I looked at the door while she started up the stairs.

“You know, I could probably fix it. My grandfather was a locksmith.”

She called back from the middle of the staircase, “Is there anything you can’t do, Golden Boy?” I could think of one thing. I seemed to be incapable of finding a girl who wasn’t taken.

I let the door swing shut behind me, and climbed up the stairs. We went up two flights and down a hallway before stopping at the last door on the left. She pulled her keys out of her coat pocket, and hesitated for a moment.

She took a deep breath and slid the key in, turning until it clicked. Her apartment was dark as we entered, and she threw her keys on a small table next to the door.

“Hang on a sec.”

She left me by the door to turn on a lamp a few feet away.

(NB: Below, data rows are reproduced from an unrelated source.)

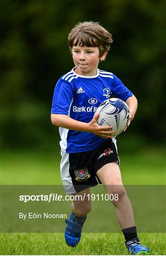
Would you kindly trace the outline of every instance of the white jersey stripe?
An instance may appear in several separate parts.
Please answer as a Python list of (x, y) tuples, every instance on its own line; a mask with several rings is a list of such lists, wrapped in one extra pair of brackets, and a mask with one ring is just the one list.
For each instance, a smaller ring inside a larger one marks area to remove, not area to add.
[[(72, 100), (71, 101), (70, 104), (70, 105), (69, 110), (68, 110), (68, 116), (69, 117), (70, 116), (70, 108), (72, 105), (72, 103), (73, 101), (73, 98), (72, 98)], [(66, 152), (66, 149), (68, 146), (67, 143), (67, 138), (68, 137), (68, 134), (69, 132), (69, 129), (67, 129), (66, 128), (63, 128), (62, 127), (60, 127), (59, 128), (60, 134), (61, 136), (61, 140), (60, 141), (60, 146), (61, 150), (63, 151)]]
[(68, 75), (68, 76), (67, 76), (66, 77), (66, 78), (65, 78), (65, 80), (67, 80), (68, 79), (68, 78), (69, 78), (70, 77), (70, 76), (74, 76), (74, 75), (75, 75), (74, 74), (72, 73), (72, 74), (69, 74), (69, 75)]
[(99, 70), (99, 73), (100, 74), (111, 74), (112, 75), (113, 75), (113, 73), (111, 73), (111, 72), (106, 72), (106, 71), (102, 71), (100, 70)]
[(70, 72), (68, 72), (67, 73), (67, 74), (65, 74), (63, 76), (62, 76), (62, 79), (64, 79), (67, 75), (68, 75), (69, 74), (72, 74), (73, 73), (72, 71), (70, 71)]
[(112, 75), (103, 75), (103, 74), (100, 74), (100, 73), (99, 73), (99, 75), (100, 75), (100, 76), (103, 76), (104, 77), (110, 77), (110, 78), (112, 78), (112, 79), (114, 79), (114, 76), (113, 76)]
[(70, 82), (74, 78), (77, 78), (78, 76), (73, 76), (72, 77), (71, 77), (69, 80), (69, 82)]

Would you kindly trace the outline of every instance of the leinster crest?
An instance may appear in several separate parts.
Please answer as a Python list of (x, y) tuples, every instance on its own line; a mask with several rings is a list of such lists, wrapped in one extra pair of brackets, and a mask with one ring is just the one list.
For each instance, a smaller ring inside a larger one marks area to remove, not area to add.
[(86, 181), (90, 177), (87, 167), (76, 169), (74, 170), (74, 173), (76, 176), (76, 180), (77, 181)]

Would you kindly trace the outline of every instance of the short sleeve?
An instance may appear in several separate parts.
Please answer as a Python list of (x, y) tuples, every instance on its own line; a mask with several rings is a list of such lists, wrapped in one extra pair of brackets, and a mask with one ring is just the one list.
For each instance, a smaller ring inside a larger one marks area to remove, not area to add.
[(51, 114), (68, 115), (74, 95), (73, 86), (61, 79), (59, 80), (54, 90)]
[(132, 92), (124, 85), (122, 82), (114, 74), (112, 84), (113, 95), (124, 101), (132, 95)]

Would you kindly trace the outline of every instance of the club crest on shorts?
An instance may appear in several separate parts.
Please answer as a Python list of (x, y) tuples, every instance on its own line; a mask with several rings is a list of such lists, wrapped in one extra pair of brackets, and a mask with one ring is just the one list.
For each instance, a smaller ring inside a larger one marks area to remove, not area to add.
[(76, 181), (86, 181), (90, 177), (90, 174), (88, 173), (87, 167), (82, 168), (81, 169), (75, 169), (74, 171), (76, 176)]

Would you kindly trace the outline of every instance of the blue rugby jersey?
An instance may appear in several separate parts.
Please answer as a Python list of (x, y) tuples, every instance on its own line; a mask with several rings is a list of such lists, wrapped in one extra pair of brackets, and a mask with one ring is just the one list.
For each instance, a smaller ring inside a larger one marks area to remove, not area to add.
[[(132, 95), (113, 73), (97, 69), (96, 75), (80, 75), (71, 71), (58, 81), (54, 91), (52, 114), (67, 115), (85, 123), (89, 122), (100, 104), (111, 94), (124, 101)], [(61, 150), (77, 153), (91, 150), (105, 139), (89, 132), (69, 130), (60, 127)]]

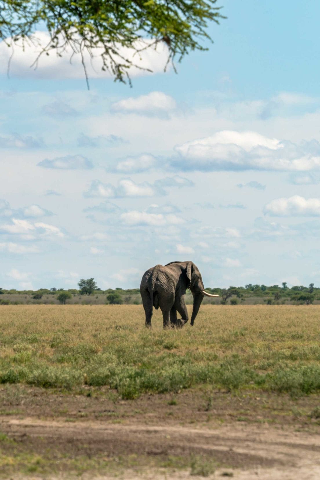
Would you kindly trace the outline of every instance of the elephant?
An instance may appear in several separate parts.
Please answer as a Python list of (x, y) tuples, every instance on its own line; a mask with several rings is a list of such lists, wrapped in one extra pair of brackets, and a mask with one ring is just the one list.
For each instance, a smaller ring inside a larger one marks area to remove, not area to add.
[[(193, 308), (191, 325), (203, 299), (218, 297), (207, 293), (198, 267), (192, 262), (171, 262), (164, 266), (156, 265), (143, 274), (140, 285), (140, 293), (145, 312), (145, 326), (151, 326), (153, 307), (160, 307), (163, 317), (164, 328), (171, 325), (182, 327), (189, 320), (185, 303), (186, 290), (190, 288), (193, 296)], [(177, 319), (177, 312), (181, 316)]]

The light revealed an apartment that was simple, bare, and lifeless. I followed her into a tiny living room crammed with a futon and a boxy-looking love seat. There were no pictures, no knickknacks, nothing that gave any insight into the tempting creature that had entered my life this morning and hijacked it completely.

“How long have you lived here?” I asked.

She laid her purse down beside the couch and said, “Almost two years in this apartment, but I’ve been in Philly twice that long.”

Then why did she live like she might pack up and leave any day? There was nothing but furniture here. The only thing I saw that was even the least bit personal was a guitar case propped up in a corner.

“Take a seat, and I’ll grab some bandages and stuff.”

She started shrugging off her coat, and then sucked in a sharp breath. Her arms dropped to her side, and her face scrunched up in pain. I leapt to my feet. Her eyes were clamped shut and her teeth dug into her bottom lip.

“What is it, Max? What’s wrong?”

She whimpered slightly, and turned her back to me. She held her arms out to me like she wanted me to remove her coat. I took a hold of her collar, and started to pull.

“Ah,” she whined.

The lining of her coat was wet with blood and leeched to her back.